Não estamos prontos para o retorno





Não estamos prontos para o retorno. Em verdade, tememos pelo invisível, por tudo o que desconhecemos, por incertezas, por aquilo que foge ao nosso controle.
Por instantes nos mostramos valentes, ambiciosos, sedutores, gananciosos, orgulhosos ou amorosos...por reflexos – e não reflexão – invadimos a privacidade alheia, e tentamos expurgar as nossas revoltas interiores com a navalha afiada da nossa língua em detrimento do outro. E quantas vezes, sem que nos apercebamos julgamos e pré julgamos aos nossos semelhantes!
Admitamos que a inveja e a soberbia ultrapassam as nossas fronteiras tão egocêntricas, e descortinamos a um horizonte que sequer sabemos se um dia estremos a nos aproximar. Falhamos e persistimos, cobramos e não pagamos, revelamos o que nunca a nós foi revelado.
E, nessa pressa louca de se apresentar como verdadeiro conhecedor de todas as coisas nos julgamos superiores, esquecemos o quanto inútil e desprezível somos diante do universo contemplativo.

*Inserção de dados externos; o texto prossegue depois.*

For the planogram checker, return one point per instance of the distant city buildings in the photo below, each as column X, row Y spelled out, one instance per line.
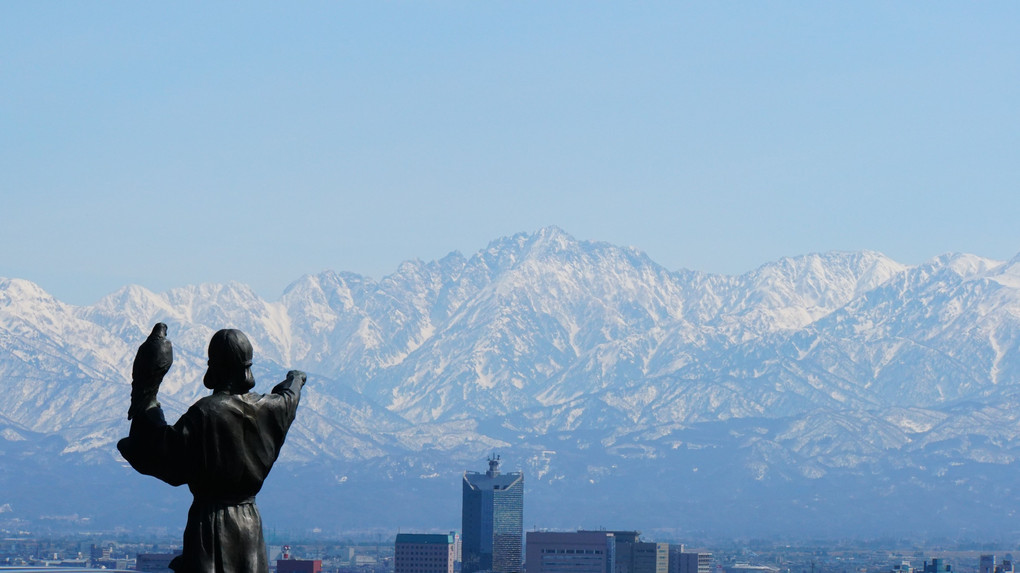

Quisera retornar ao passado e modificar tudo o que já está escrito ... todavia o tempo é implacável, e não nos dá uma segunda chance. Estamos à mercê das nossas escolhas e diretrizes, e por diversas situações incorremos ao mesmo erro acreditando que o resultado poderia se transformar.
Assim, esperamos por novas e inesperadas ou não inclusões, como se o destino fosse uma peça teatral que, ao apagar das luzes, a cena se modificasse.
 O espetáculo é o mesmo, apenas não aceitamos por ingratidão a tudo o que já foi ensinado. Quem sabe a dor, a angústia vão afagar a maior obra da criação: o homem... Quem sabe o homem não vai machucar a dor de tal forma que ele mesmo não suportara as suas atrocidades ... Quem sabe - um dia - o verdadeiro HOMEM se fara presença, e seremos todos incapazes de contemplar a LUZ!